The Scarecrow's math being wrong was intentional

In 2009 I had a post about Movie mistakes (see here). One of them was the Scarecrow in The Wizard of Oz after he got a Diploma (AH- but not a brain) he said

The sum of the square roots of any two sides of an isoscles triangle is equal to the square root of the remaining side. Oh joy! Rapture! I have a brain!

I wrote that either this mistake was (1) a mistake, (2) on purpose and shows the Scarecrow really didn't gain any intelligence (or actually he was always smart, just not in math), or (3) It was Dorothy's dream so it Dorothy was not good at math.

Some of the comments claimed it was (2).  One of the comments said it was on the audio commentary.

We now have further proof AND a longer story: In the book Hollywood Science: The Next Generation, From Spaceships to Microchips (see here) they discuss the issue (page 90). The point to our blog as having discussed it (the first book not written by Lance or Lipton-Regan to mention our blog?) and then give evidence that YES it was intentional.

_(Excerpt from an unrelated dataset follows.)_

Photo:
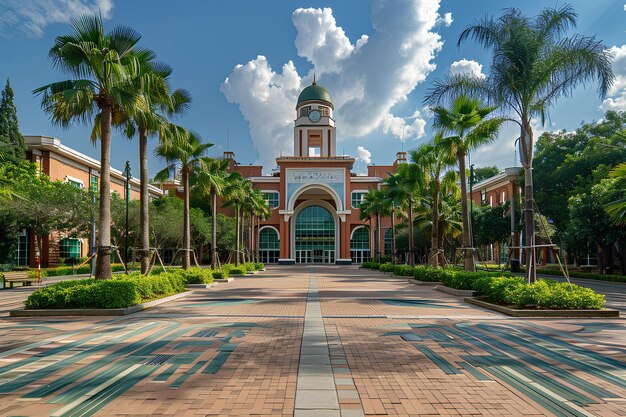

They got a hold of the original script. The Scarecrow originally had a longer even more incoherent speech that was so over the top that of course it was intentional. Here it is:

The sum of the square roots of any two sides of an isosceles triangle is equal to the square root of the remaining side: H-2-O Plus H-2-S-O-4 equals H-2-S-O-3 using pi-r-squared as a common denominator Oh rapture! What a brain!

While I am sure the point was that the Scarecrow was no smarter, I'm amused at the thought of Dorothy not knowing math or chemistry and jumbling them up in her dream.